MySQL Regular Expressions Pattern Constructs
MySQL Regular Expressions - Part 3
Division 8
Forward: In this part of the series we look at MySQL Regular Expressions Pattern Constructs.
By: Chrysanthus Date Published: 8 Aug 2012
Introduction
Database table for Illustration
We shall use the following database table called Pets, for illustration:
| name | owner | species | sex | birth | death |
+--------+--------+---------+------+------------+------------+
| Buffy | Harold | dog | f | 1999-05-13 | NULL |
| Bowser | Diane | dog | m | 1999-08-31 | 2005-07-29 |
| Fluffy | Harold Taylor | cat | f | 2003-02-04 | NULL |
| Timtim | Gwen Jones | cat | m | 2004-03-17 | NULL |
| Whistler | Gwin | bir5d | NULL | 2007-12-09 | NULL |
The data in this table is slightly different from the one in the table of the previous part of the series. You should be testing the SELECT statements given below with this table.
The (abc) Construct
Here, (abc) simply means one, two, three, four, five, etc. characters in parentheses. In a pattern, parentheses group characters into a set. The set of characters in the pattern behaves as a single character and the special characters we saw in the previous part of the series, can be applied on them as if they were a single character. For example, you can have something like, (ab)+, (abc)*, (abcd)?, etc. The following SELECT statement returns the fourth row of the above table, matching the fourth cell value, “Timtim” of the first column:
SELECT * from Pets where name rLike "(tim)+";
The pattern is, "(tim)+" . The pattern matches one or more (tim) in one subject. The subject matched is, “Timtim”; there are two (tim) in the subject. If the pattern were, “(tim)*” , all the cell values of the first column would have matched, because, * means zero or more (while + means one or more).

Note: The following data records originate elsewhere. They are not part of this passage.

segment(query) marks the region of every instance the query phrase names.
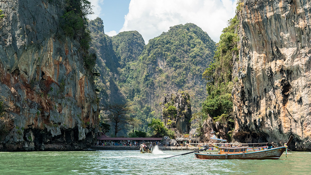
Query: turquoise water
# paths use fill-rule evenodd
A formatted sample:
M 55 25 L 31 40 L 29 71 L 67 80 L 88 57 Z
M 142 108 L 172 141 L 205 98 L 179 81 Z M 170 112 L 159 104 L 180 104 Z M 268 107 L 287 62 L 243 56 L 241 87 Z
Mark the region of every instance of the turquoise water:
M 311 174 L 311 153 L 285 153 L 278 160 L 201 160 L 191 151 L 139 150 L 0 152 L 1 174 Z

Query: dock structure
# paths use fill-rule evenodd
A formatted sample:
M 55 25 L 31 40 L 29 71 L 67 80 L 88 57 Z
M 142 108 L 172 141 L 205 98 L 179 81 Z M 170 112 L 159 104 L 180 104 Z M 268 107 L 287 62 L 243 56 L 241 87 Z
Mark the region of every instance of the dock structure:
M 90 148 L 95 150 L 139 150 L 139 146 L 92 146 Z M 196 150 L 200 149 L 195 146 L 159 146 L 162 151 Z

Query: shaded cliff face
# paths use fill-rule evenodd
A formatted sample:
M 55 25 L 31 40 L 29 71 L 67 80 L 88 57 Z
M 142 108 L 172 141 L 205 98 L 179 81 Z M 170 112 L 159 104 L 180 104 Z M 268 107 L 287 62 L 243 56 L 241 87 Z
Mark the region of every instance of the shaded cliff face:
M 239 78 L 232 92 L 234 138 L 279 144 L 292 134 L 295 138 L 290 148 L 310 150 L 311 4 L 295 0 L 242 2 L 241 48 L 233 75 Z
M 0 2 L 0 95 L 14 104 L 14 127 L 0 150 L 85 148 L 94 140 L 98 106 L 78 37 L 57 36 L 56 1 Z
M 180 134 L 189 134 L 191 118 L 190 97 L 184 92 L 169 94 L 164 96 L 163 118 L 168 128 L 175 129 Z

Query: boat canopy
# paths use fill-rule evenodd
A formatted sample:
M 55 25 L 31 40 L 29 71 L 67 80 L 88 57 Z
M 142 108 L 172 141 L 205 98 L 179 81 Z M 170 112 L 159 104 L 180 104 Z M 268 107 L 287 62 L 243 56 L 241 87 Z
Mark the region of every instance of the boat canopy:
M 219 140 L 221 141 L 227 141 L 226 140 L 224 140 L 224 139 L 217 139 L 217 138 L 214 138 L 213 137 L 211 137 L 211 138 L 212 139 L 214 139 L 217 140 Z

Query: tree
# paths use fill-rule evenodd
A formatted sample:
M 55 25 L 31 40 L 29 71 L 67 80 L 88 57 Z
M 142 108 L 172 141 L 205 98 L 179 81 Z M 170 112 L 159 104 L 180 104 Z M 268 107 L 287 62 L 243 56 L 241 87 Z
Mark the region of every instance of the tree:
M 139 125 L 141 124 L 141 122 L 137 118 L 133 117 L 130 117 L 130 120 L 128 121 L 128 124 L 132 127 L 132 132 L 134 133 L 134 127 L 138 126 Z
M 104 134 L 110 130 L 110 125 L 107 123 L 101 122 L 99 123 L 99 126 L 101 129 L 100 131 Z
M 128 104 L 111 104 L 104 107 L 103 110 L 108 112 L 106 119 L 114 127 L 114 136 L 121 130 L 130 124 L 131 119 L 130 114 L 134 113 Z
M 164 123 L 159 118 L 153 118 L 151 123 L 148 124 L 148 126 L 151 127 L 156 132 L 156 135 L 164 136 L 168 130 L 164 126 Z
M 3 12 L 3 11 L 2 11 L 2 10 L 0 9 L 0 18 L 2 19 L 4 17 L 4 15 L 2 14 Z
M 14 117 L 10 113 L 15 110 L 14 104 L 5 97 L 0 97 L 0 141 L 14 127 Z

A word is a sequence of word characters that is not preceded by or followed by word characters. A word character is an alphanumeric character or an underscore, _. Examples of word characters are: ‘a’, ‘b’, ‘c’, ‘1’, ‘2’, ‘3’, etc. the marker, [[:<:]] in a pattern matches the beginning of a word. The marker, [[:>:]] in a pattern matches the end of a word. These constructs are word-boundary markers. They are not characters; they are boundary identifiers. The following SELECT statement returns the fourth row of the above table, matching “Gwen” in the subject, “Gwen Jones” of the fourth cell in the second column:
SELECT * from Pets where owner rLike "Gwen[[:>:]]";
The pattern is, "Gwen[[:>:]]" . It begins with the word, “Gwen” followed by the end of word marker, [[:>:]] . So, it matches “Gwen” and its end in the subject, “Gwen Jones”. In the subject, after the word, “Gwen”, you have a word-boundary before the space character. The [[:<:]] is used in a similar way, but in front of the word.
Note that each word-boundary marker has two pairs of opposite square brackets, two colons and a < or > character.

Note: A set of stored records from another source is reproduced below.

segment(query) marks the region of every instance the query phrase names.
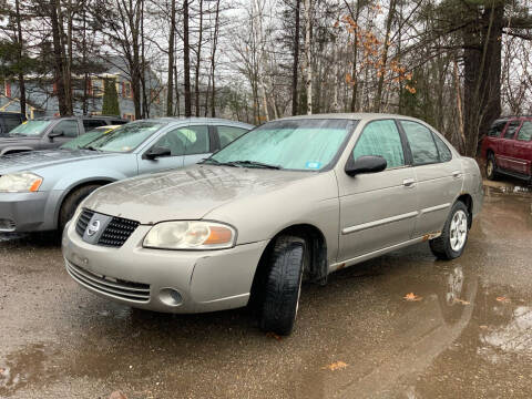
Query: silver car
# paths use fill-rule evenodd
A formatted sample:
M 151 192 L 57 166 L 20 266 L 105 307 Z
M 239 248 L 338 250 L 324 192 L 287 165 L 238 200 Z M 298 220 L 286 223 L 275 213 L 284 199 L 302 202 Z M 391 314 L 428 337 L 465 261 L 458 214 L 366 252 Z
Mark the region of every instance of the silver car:
M 426 241 L 456 258 L 482 198 L 477 162 L 422 121 L 289 117 L 198 165 L 98 190 L 63 255 L 104 298 L 167 313 L 252 303 L 264 330 L 289 334 L 301 279 Z
M 0 232 L 62 229 L 98 187 L 194 164 L 252 127 L 221 119 L 144 120 L 59 150 L 2 156 Z

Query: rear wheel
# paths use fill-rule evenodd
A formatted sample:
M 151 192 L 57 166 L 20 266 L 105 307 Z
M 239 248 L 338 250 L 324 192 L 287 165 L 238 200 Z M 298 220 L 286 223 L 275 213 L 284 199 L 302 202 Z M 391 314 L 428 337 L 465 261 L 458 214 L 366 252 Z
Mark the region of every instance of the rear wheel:
M 432 254 L 439 259 L 450 260 L 463 253 L 469 234 L 469 211 L 458 201 L 451 208 L 441 236 L 429 242 Z
M 492 181 L 499 177 L 499 174 L 497 173 L 495 156 L 491 153 L 488 155 L 488 161 L 485 162 L 485 177 Z
M 59 213 L 59 233 L 63 233 L 64 226 L 72 218 L 72 216 L 74 216 L 74 212 L 81 204 L 81 202 L 85 200 L 89 194 L 91 194 L 98 187 L 101 187 L 101 185 L 90 184 L 86 186 L 82 186 L 80 188 L 75 188 L 66 196 L 66 198 L 64 198 L 63 204 L 61 205 L 61 211 Z
M 298 237 L 277 238 L 269 256 L 269 268 L 260 315 L 260 329 L 289 335 L 294 329 L 301 293 L 305 242 Z

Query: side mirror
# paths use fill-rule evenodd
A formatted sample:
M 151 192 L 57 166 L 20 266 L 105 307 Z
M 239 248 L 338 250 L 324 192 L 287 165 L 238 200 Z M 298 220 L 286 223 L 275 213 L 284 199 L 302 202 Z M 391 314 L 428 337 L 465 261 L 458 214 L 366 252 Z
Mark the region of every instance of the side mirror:
M 50 141 L 53 141 L 54 137 L 61 137 L 63 135 L 63 131 L 51 131 L 50 133 L 48 133 L 48 139 L 50 139 Z
M 350 157 L 345 171 L 349 176 L 355 176 L 360 173 L 382 172 L 386 166 L 388 166 L 388 162 L 382 156 L 362 155 L 357 160 Z
M 153 160 L 156 160 L 157 157 L 170 156 L 170 155 L 172 155 L 172 152 L 170 151 L 170 149 L 154 146 L 144 154 L 144 158 L 153 161 Z

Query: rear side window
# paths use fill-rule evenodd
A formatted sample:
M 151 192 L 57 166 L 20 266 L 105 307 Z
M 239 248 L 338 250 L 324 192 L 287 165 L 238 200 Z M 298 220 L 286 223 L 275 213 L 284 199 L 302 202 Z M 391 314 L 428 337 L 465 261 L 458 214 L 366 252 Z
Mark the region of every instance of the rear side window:
M 490 130 L 488 131 L 488 136 L 500 137 L 505 125 L 507 125 L 507 121 L 495 121 L 495 122 L 493 122 Z
M 246 129 L 234 127 L 234 126 L 216 126 L 219 137 L 221 149 L 225 147 L 231 142 L 238 139 L 241 135 L 247 132 Z
M 428 127 L 412 121 L 401 121 L 401 126 L 410 144 L 413 165 L 440 162 L 432 132 Z
M 401 136 L 395 121 L 374 121 L 364 127 L 352 158 L 356 161 L 362 155 L 382 156 L 388 163 L 387 168 L 405 166 Z
M 504 132 L 504 139 L 513 139 L 513 135 L 515 134 L 515 131 L 518 130 L 521 121 L 511 121 Z
M 523 125 L 519 130 L 518 140 L 531 141 L 532 140 L 532 122 L 523 122 Z
M 438 137 L 434 133 L 432 133 L 436 142 L 436 146 L 438 147 L 438 152 L 440 153 L 440 162 L 449 162 L 452 160 L 451 150 L 443 143 L 443 140 Z

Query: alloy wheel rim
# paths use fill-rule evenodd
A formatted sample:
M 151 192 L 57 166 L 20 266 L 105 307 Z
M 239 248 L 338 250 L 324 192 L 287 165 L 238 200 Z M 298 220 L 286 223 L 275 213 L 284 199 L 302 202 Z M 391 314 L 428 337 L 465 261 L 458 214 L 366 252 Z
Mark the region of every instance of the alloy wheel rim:
M 450 244 L 454 252 L 459 252 L 466 245 L 468 237 L 468 215 L 463 211 L 457 211 L 451 219 Z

The [a-dX] and [^a-dX] Constructs
The dot special character matches any single character. What about the case when you want to match a single character from a set of characters? Consider the words, “Gwen”, “Gwin”, “Gwan” and “Gw4n”. The words differ in the character at the third position. The first word has ‘e’ in the third position; the second word has ‘i’ in the third position; the third word has ‘a’ in the third position; and the fourth word has ‘4’ in the third position. So you may be interested to match the characters, ‘e’, ‘i’, ‘a’ and ‘4’. This means you want to match one character from the set, [eia4]. The pattern for this case is, "[eia4]", which would match a single character at a position in a subject that is, ‘e’ or ‘i’ or ‘a’ or ‘4’.
The following SELECT statement will return the fourth and fifth rows of the table above, matching “Gwen Jones” in the fourth cell and “Gwin” in the fifth cell, all in the second column.

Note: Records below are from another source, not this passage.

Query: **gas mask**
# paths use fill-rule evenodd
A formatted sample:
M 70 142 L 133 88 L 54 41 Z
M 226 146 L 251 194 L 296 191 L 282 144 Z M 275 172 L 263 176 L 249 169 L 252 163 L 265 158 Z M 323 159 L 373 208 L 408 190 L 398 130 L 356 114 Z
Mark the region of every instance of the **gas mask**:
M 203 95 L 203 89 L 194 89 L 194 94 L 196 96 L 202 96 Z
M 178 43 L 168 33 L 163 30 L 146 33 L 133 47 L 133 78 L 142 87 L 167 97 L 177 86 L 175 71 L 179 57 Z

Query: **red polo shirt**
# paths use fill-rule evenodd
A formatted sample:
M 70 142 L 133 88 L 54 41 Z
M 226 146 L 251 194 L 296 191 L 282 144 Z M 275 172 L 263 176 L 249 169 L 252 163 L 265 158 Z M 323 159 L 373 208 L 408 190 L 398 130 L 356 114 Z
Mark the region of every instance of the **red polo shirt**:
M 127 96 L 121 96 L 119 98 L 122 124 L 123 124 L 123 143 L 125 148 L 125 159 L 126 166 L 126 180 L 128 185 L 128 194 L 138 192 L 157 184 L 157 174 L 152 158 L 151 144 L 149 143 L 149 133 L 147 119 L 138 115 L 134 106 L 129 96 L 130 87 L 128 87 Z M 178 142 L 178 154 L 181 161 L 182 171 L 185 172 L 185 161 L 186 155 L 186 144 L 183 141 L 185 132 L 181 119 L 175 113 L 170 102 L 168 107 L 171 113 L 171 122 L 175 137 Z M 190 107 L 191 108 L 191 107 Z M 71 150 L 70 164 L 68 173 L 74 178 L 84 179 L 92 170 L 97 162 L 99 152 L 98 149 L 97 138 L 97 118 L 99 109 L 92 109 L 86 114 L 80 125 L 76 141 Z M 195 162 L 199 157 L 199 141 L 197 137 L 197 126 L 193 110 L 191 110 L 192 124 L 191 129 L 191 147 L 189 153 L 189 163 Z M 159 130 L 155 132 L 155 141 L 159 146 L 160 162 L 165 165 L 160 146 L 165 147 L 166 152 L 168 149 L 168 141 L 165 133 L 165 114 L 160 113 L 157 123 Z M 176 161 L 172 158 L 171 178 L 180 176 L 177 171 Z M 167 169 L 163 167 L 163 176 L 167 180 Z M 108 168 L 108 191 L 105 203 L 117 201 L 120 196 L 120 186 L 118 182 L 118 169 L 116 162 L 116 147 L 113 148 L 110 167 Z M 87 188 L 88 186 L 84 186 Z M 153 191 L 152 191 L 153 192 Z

SELECT * from Pets where owner rLike "Gw[eia4]n";
The pattern in the statement is, "Gw[eia4]n" . The subjects are “Gwen Jones” and “Gwin”. The word involved in the subjects, is “Gwen” for “Gwen Jones” and “Gwin” for “Gwin”. “Gwen” and “Gwin” differ in the third position of the characters. So, in the subject, “Gwen Jones”, ‘e’ in “Gwen” is matched and in the subject, “Gwin”, ‘i’ is matched. ‘e’ and ‘i’ are in the third position of the words, “Gwen” and “Gwin” respectively. In the pattern, "Gw[eia4]n" , [eia4] is in the third position.
Note: [eia4] and (eia4) mean different things. [eia4] means ‘e’ or ‘i’ or ‘a’ or ‘4’; while (eia4) means treat the set of characters, “eia4”, as a single character.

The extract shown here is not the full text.